Is there a similarity? Hmmm. It sounds catchy doesn’t it? Recently I had an email interchange that I tried to analyze to determine what the other person thought and give an appropriate response. Having worked for ten years as a technology professional in a large mental health agency, I had been exposed to a great deal of such analysis and learned from the “experts” how important it was to have a voice consistent with your thoughts. I witnessed that accuracy first-hand and knew it to be only partially successful.
So, in regard to the email, it just wasn’t possible for me to understand what was behind words that were from a complete stranger and personalize a response.
I realized that when we read, we inject our own spice into the words we see based on our own self-dilemma. I say dilemma because no one really every knows if a person has good or bad situations going on outside or inside and those all tend to add flavor to their words. Likewise, the reader’s situation also tempers their experience when reading.
There’s the hamburger…a combination of ingredients put together to try to evoke a specific experience (eating or reading). It’s accompanied by a receiver’s ability to take the end result and extract the experience in a way that is personally pleasing (much like adding ketchup or cheese?). Yet, what appeals to one may not be good for another. Which is why we all have favorite foods…and favorite genres in books.
Writing needs to evoke emotions based on the described situation but the writer will never truly know if the receiver experiences their words as they hope. Why? Because it is dependent on the reader’s state of mind at the time and you will never know what that is. Some readers will want the emotional turmoil turned up high and get deeply involved in it. Others want minimal sensory detail so that they can extract their own vision of the drama.
How do we address that so that our work appeals to the masses? We don’t.
We must be true to ourselves and write what we want to read. Choose your characters, settings, dialogue, and situations based on the emotion that you would feel and portray it as you would expect to live it if you were the character.

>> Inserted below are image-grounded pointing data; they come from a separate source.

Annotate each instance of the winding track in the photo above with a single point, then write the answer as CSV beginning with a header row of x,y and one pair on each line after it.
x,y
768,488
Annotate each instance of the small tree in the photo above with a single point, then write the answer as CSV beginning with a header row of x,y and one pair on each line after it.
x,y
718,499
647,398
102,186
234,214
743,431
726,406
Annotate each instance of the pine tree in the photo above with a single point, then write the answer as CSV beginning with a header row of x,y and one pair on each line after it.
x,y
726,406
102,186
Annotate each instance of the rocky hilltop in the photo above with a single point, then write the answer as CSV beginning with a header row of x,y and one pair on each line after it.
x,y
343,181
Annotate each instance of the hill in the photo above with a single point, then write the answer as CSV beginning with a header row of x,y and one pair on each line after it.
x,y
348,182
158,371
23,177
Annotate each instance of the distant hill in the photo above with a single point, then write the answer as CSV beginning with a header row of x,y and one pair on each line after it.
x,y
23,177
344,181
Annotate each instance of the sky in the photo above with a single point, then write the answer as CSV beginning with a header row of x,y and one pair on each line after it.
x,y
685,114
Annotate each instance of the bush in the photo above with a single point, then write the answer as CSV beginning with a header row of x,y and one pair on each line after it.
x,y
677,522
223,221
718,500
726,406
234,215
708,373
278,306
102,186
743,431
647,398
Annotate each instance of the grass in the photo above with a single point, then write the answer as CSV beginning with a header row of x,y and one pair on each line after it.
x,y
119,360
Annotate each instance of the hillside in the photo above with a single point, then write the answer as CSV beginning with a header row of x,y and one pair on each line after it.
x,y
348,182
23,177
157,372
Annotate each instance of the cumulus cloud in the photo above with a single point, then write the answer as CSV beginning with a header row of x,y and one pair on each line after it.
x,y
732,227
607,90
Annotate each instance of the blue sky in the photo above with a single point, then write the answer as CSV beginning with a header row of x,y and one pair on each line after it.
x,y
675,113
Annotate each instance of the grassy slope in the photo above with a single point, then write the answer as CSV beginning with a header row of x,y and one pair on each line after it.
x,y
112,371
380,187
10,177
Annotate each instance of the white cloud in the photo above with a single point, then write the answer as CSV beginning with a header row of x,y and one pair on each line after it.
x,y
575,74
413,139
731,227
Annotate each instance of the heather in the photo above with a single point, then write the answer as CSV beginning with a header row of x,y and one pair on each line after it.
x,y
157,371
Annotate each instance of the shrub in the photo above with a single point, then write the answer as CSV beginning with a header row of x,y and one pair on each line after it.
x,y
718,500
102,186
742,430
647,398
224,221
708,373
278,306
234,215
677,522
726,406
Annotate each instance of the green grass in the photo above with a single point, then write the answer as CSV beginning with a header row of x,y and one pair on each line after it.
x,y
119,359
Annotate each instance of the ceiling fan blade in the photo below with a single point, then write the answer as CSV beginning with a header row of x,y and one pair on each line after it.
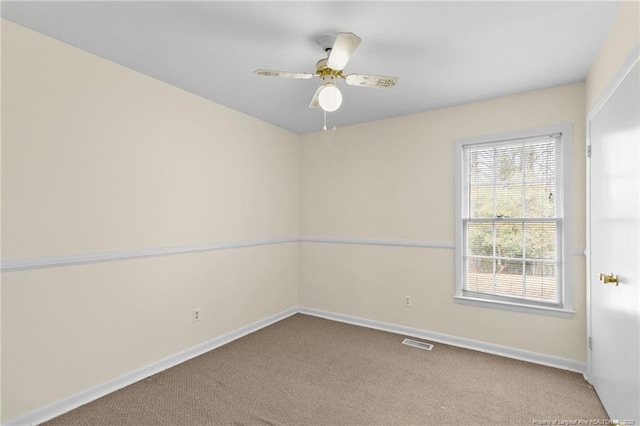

Understand that the most important thing in your writing is to evoke an emotional response. This, and only this, will keep them reading. Why? Because every experience in life is an emotional one. Yes, for all you tough “unemotional” guys out there…this applies to you too. With that said, it’s important to realize that you can’t control the reader’s experience so don’t even try. Just write it.
Emotion is the spice of life. It is the cheese, the ketchup, the pickles, and in my case, the hot mustard too. And it is the most important spice of your writing. When you master the ability to fill your pages with it, you will be a very accomplished writer but you can’t do this while trying to please the masses. Just be yourself. Your emotional self, of course.
The words are your hamburger –the basis of your writing. Yet, without appropriate emotional spicing, they will never hold interest and readers will choose not to read on.
Get emotional. It’s not only allowed, it’s encouraged.